THE MEANING OF “POPULAR”_LECTURES ON THE HARVARD CLASSICS

THE MEANING OF “POPULAR”

The term “popular” is here employed, of course, in a technical meaning, and does not have reference to vogue or popularity, in the ordinary sense. Popular works, in the stricter definition of the term, are anonymous and are held to be the product of many successive authors. They commonly pass through a long period of oral transmission before being committed to writing, and they are consequently cast in a conventional or traditional, rather than an individual, style and form. The exact nature and extent of popular composition is a matter of dispute. In the case of ballad poetry, with its dancing, singing throng, the process of communal authorship can sometimes be actually observed; but in the case of the prose tales no such opportunity exists for collective composition. Still even there the changes and additions introduced by successive narrators make of a story a common product, for which no single author is responsible. Popular works in both prose and verse show various stages of artistry; and just as in the Anglo-Saxon epic of “Beowulf,”〖Harvard Classics, xlix, 5ff.〗 there is evidence of the hand of a single poet of high order, so in the “Arabian Nights,”〖H. C., xvi, 15ff.〗 for example, one may suspect that the style and structure were largely molded by a single writer, or group of writers, of skill and literary training.

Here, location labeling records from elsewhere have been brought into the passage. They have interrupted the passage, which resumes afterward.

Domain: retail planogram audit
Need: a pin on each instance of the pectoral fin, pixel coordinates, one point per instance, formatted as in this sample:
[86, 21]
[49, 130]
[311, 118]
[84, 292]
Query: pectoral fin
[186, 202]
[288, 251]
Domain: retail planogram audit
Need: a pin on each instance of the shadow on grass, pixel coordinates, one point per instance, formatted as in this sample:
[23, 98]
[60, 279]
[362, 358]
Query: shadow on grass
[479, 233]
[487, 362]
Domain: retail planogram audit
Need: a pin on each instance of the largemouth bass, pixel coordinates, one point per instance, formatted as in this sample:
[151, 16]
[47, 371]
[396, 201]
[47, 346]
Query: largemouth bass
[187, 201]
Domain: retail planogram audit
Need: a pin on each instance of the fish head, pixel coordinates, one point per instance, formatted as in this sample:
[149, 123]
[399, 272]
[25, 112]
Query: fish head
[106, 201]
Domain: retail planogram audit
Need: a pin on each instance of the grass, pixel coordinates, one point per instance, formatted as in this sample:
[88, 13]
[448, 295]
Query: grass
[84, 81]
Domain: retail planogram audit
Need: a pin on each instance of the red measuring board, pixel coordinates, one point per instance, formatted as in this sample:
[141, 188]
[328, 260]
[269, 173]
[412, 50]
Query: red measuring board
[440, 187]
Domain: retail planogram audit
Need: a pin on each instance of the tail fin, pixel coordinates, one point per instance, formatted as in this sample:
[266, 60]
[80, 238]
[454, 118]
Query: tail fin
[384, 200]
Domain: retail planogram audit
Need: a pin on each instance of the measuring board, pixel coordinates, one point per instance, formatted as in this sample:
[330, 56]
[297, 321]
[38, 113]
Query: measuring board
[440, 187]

There are many mooted questions as to the history of the whole type, or as to the exact nature of particular works, but there can be no doubt of the existence of a great body of literature which is in a real sense public property—popular somehow in origin and transmission, and thereby determined in its character. Both the verse and the prose of this popular sort are well represented in The Harvard Classics, the former by the traditional ballads and the latter by the works enumerated above.